そっか。これはデートじゃないから、触ってもいいってことなのかな。ああもう、そんなことどうでもいいや。
大人しく桔平くんに寄りかかると、頭を撫でてくれた。大きくて温かくて優しくて、すごく心地いい手。
胸の奥に、じわりと熱が広がる。全身を優しく包まれているような、大きな安心感。私はやっぱり、桔平くんに触れてほしかったんだな。そんなことを考えていたら、次第に意識が遠のいていった。
「愛茉、着いたよ」
桔平くんの声が遠くから聞こえる。返事をしたつもりだけど、ちゃんと声が出たかは分からない。突然ふわりと宙に浮いた感覚があって目を開けると、桔平くんの顔がすぐ近くにあった。
「大丈夫? オレ、両手が塞がっているから、自分で鍵を開けてくんねぇ?」
え、え、ちょっと待って。これって俗にいう「お姫様抱っこ」っていうやつでは? うそうそ、顔が近すぎ。声がすぐ耳元で聞こえる。
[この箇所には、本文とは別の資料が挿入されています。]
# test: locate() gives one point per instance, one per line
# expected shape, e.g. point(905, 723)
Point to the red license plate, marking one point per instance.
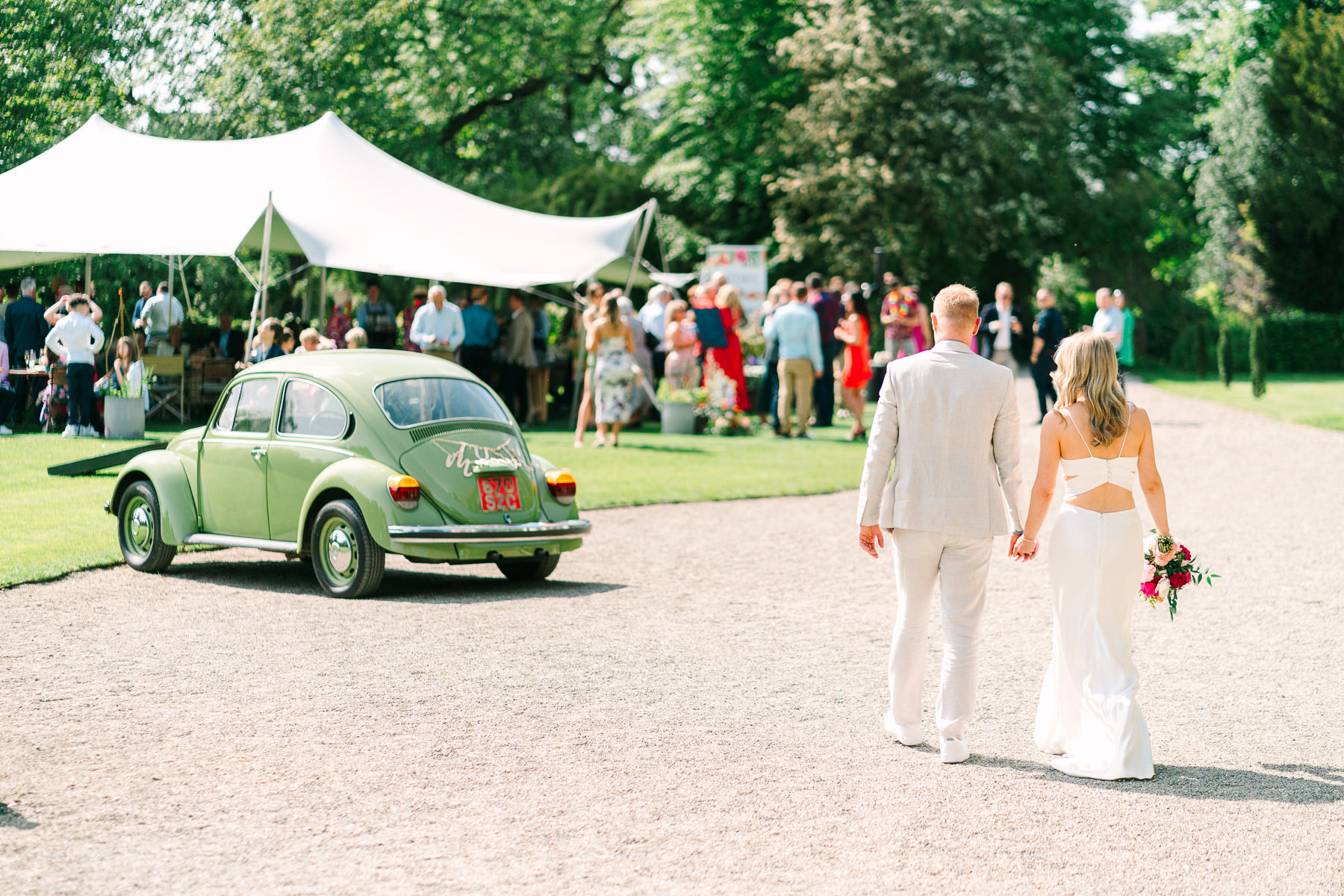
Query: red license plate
point(499, 494)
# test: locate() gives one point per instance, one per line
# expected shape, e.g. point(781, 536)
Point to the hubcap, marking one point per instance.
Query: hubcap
point(139, 527)
point(337, 551)
point(337, 554)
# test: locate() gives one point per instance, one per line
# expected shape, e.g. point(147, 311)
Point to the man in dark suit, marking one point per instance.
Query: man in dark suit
point(228, 343)
point(1003, 337)
point(25, 331)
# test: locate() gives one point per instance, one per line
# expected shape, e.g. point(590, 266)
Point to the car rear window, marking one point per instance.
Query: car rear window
point(437, 398)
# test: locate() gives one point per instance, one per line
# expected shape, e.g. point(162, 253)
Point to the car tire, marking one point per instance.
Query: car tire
point(140, 529)
point(346, 559)
point(531, 568)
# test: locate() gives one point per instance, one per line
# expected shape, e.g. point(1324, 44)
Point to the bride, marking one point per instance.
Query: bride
point(1088, 716)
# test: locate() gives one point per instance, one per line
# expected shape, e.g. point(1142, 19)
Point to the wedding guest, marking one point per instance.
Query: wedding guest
point(7, 391)
point(801, 359)
point(339, 321)
point(1048, 331)
point(127, 376)
point(378, 319)
point(519, 356)
point(268, 343)
point(584, 324)
point(612, 343)
point(438, 326)
point(858, 368)
point(161, 314)
point(80, 340)
point(906, 320)
point(729, 359)
point(828, 311)
point(539, 376)
point(1001, 332)
point(26, 331)
point(682, 367)
point(228, 344)
point(314, 341)
point(653, 320)
point(480, 332)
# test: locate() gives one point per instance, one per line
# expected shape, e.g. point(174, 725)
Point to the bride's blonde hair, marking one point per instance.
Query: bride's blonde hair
point(1089, 373)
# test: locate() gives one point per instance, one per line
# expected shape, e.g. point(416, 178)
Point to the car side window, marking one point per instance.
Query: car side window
point(311, 410)
point(253, 408)
point(225, 421)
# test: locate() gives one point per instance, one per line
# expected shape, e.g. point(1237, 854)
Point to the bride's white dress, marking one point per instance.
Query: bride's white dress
point(1088, 715)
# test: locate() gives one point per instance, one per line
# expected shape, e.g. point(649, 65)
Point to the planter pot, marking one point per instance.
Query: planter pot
point(679, 418)
point(124, 418)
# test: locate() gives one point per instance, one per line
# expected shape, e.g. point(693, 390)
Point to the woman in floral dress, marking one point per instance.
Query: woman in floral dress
point(612, 341)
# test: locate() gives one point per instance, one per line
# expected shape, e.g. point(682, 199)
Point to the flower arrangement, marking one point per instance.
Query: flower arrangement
point(1162, 583)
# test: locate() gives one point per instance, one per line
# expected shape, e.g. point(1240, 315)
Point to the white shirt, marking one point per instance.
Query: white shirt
point(433, 327)
point(1003, 328)
point(1110, 320)
point(161, 314)
point(77, 337)
point(652, 317)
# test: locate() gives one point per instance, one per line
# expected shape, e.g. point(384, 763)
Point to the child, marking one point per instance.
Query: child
point(80, 339)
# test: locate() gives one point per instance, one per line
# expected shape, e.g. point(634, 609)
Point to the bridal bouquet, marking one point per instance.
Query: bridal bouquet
point(1162, 583)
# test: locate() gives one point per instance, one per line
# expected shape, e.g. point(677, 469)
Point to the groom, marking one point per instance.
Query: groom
point(949, 420)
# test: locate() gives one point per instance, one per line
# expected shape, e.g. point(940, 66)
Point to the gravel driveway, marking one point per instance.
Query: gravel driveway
point(692, 707)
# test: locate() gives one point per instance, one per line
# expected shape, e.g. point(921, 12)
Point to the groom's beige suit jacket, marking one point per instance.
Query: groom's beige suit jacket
point(949, 421)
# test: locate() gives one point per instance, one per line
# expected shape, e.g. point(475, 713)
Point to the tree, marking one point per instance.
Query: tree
point(1297, 202)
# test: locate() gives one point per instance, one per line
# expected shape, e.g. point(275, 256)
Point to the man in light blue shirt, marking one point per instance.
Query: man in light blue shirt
point(438, 326)
point(799, 334)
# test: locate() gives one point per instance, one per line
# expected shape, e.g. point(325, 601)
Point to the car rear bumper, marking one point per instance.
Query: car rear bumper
point(494, 534)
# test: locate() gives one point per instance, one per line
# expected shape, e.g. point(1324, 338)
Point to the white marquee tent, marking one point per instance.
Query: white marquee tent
point(322, 191)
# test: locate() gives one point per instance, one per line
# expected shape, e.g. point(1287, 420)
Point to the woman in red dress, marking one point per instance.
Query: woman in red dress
point(729, 359)
point(858, 368)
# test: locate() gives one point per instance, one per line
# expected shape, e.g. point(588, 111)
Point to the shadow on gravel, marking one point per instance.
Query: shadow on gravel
point(1204, 782)
point(11, 818)
point(406, 586)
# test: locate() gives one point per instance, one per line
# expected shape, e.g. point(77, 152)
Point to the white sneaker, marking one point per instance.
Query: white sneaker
point(909, 735)
point(954, 750)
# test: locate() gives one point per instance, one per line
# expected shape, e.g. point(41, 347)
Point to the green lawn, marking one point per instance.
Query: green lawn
point(57, 524)
point(1312, 399)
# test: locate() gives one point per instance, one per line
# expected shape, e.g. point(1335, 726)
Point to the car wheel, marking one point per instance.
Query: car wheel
point(140, 529)
point(346, 559)
point(531, 568)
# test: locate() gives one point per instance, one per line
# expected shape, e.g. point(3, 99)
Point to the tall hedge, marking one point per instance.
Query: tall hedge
point(1260, 358)
point(1225, 355)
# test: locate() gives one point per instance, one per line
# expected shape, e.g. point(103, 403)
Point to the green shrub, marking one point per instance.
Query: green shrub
point(1225, 355)
point(1257, 359)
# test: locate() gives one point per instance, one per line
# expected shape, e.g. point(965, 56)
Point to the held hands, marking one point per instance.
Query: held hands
point(870, 539)
point(1021, 548)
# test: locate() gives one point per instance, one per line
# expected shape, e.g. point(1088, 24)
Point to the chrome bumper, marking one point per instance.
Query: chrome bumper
point(494, 534)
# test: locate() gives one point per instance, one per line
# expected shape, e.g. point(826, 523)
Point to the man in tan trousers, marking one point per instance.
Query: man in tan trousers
point(948, 420)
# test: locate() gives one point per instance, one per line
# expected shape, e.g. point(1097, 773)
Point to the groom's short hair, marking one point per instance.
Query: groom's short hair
point(957, 305)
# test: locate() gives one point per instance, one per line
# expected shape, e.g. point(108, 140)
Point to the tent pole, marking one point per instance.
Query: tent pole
point(265, 254)
point(638, 247)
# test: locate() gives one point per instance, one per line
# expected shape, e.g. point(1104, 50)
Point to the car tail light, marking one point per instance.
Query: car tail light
point(405, 491)
point(562, 485)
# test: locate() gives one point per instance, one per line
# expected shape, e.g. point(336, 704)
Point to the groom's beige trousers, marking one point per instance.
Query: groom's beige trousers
point(960, 563)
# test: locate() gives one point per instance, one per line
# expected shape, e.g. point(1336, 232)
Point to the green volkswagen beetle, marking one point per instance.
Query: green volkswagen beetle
point(342, 457)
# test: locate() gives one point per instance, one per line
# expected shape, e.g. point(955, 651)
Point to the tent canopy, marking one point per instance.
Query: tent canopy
point(337, 199)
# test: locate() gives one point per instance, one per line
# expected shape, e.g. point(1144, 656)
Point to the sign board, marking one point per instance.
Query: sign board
point(745, 267)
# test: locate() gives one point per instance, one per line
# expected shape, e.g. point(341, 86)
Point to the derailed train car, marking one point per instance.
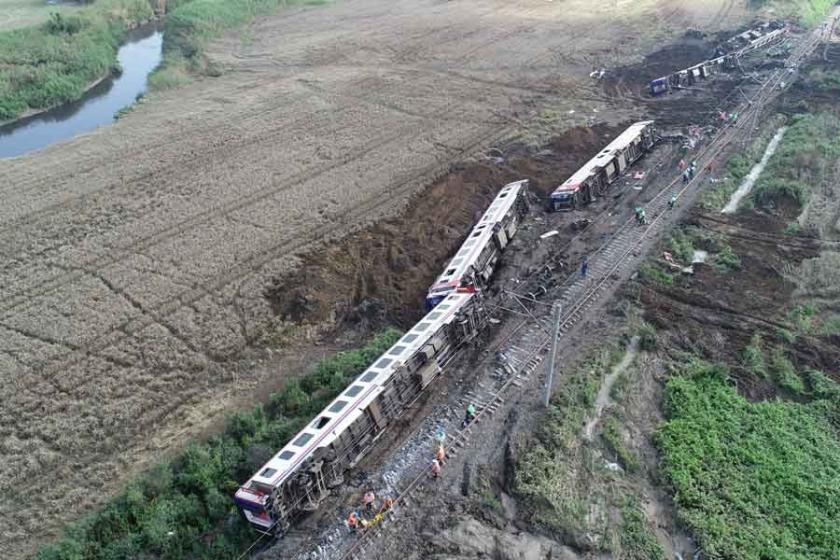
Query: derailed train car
point(726, 56)
point(474, 263)
point(601, 171)
point(300, 475)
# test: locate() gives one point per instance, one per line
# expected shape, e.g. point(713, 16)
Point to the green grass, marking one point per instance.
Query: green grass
point(54, 63)
point(636, 537)
point(184, 509)
point(25, 13)
point(191, 23)
point(752, 481)
point(802, 162)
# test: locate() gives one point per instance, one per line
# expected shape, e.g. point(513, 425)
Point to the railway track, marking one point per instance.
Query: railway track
point(526, 344)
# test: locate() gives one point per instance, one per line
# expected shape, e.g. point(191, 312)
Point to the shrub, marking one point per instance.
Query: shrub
point(752, 480)
point(615, 441)
point(52, 64)
point(726, 260)
point(655, 274)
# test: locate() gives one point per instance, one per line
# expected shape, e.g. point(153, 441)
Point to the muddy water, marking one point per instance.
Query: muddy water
point(138, 57)
point(749, 181)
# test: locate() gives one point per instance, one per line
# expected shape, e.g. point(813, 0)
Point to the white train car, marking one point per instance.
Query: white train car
point(297, 478)
point(474, 263)
point(592, 179)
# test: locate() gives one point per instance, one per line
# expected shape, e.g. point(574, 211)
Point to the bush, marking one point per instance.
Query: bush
point(752, 480)
point(54, 63)
point(184, 509)
point(638, 541)
point(647, 336)
point(807, 151)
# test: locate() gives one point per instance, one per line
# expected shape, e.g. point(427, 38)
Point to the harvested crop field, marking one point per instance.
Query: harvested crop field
point(137, 259)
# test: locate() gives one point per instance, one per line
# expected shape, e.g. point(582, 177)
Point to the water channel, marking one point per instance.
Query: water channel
point(138, 57)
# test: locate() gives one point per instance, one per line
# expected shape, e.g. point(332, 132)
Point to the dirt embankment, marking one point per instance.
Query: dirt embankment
point(136, 258)
point(381, 273)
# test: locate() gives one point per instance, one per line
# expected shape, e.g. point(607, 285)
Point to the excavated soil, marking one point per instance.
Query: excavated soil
point(137, 258)
point(380, 274)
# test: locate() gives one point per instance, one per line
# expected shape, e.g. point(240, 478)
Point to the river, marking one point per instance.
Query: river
point(138, 57)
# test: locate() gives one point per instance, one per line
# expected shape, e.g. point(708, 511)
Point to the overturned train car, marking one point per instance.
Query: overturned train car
point(300, 475)
point(593, 179)
point(726, 57)
point(473, 265)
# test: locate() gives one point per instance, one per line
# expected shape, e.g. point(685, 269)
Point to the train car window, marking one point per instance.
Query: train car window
point(338, 406)
point(302, 440)
point(353, 391)
point(321, 422)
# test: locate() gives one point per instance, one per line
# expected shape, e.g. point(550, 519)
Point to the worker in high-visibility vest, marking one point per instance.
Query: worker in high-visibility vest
point(469, 416)
point(436, 468)
point(353, 521)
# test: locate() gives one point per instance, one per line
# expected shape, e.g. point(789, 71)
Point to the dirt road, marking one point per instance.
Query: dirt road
point(135, 258)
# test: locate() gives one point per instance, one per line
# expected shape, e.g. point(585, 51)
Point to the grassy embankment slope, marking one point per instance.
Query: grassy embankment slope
point(807, 12)
point(45, 65)
point(53, 63)
point(191, 23)
point(23, 13)
point(183, 509)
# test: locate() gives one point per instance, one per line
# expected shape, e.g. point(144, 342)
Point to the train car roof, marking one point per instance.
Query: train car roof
point(481, 234)
point(606, 155)
point(351, 403)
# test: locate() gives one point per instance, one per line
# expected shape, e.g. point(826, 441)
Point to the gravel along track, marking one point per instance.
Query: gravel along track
point(135, 258)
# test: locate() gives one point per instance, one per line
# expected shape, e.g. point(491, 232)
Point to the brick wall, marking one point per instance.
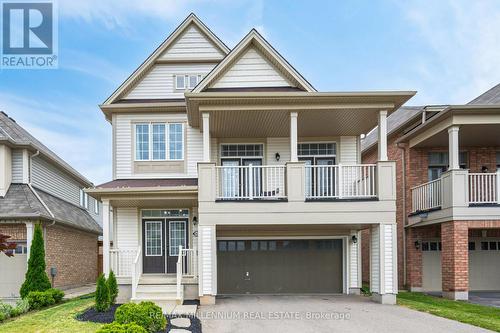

ていうか重いでしょ、絶対。桔平くん、そんなに腕力あったの?
「重くねぇから。すげぇ軽いよ。でも早く鍵開けて」
また心を読まれてしまった。どうして私の考えていることが分かるんだろう。
「こ、ここで大丈夫だから、下ろして」
「どう考えても歩ける状態じゃねぇだろ。別に部屋が散らかっていようがゴミ屋敷だろうが、気にしねぇって」
そうじゃなくて、この体勢がめちゃくちゃ恥ずかしいんだもん。密着しているし、桔平くんの顔が近すぎるし。
でもここでずっと押し問答するわけにいかないし、とりあえずオートロックの鍵を開けた。
大丈夫っていう私の言葉を無視して、桔平くんはそのまま部屋へ向かう。
「なんだ、綺麗に片付いてんじゃん」
結局、抱き抱えられたままベッドまで運ばれてしまった。私、洗濯物そのままにしていなかったよね? 下着とか、ぶら下げていないよね?
「オレ、帰ったほうがいい?」
私を寝かせたあと、ベッドの横に座りながら桔平くんが言った。その表情から、本当に心配してくれているのが伝わってくる。
なんだかもう、頭がまったく回らない。ひとりになるのは心細い。そばにいてほしい。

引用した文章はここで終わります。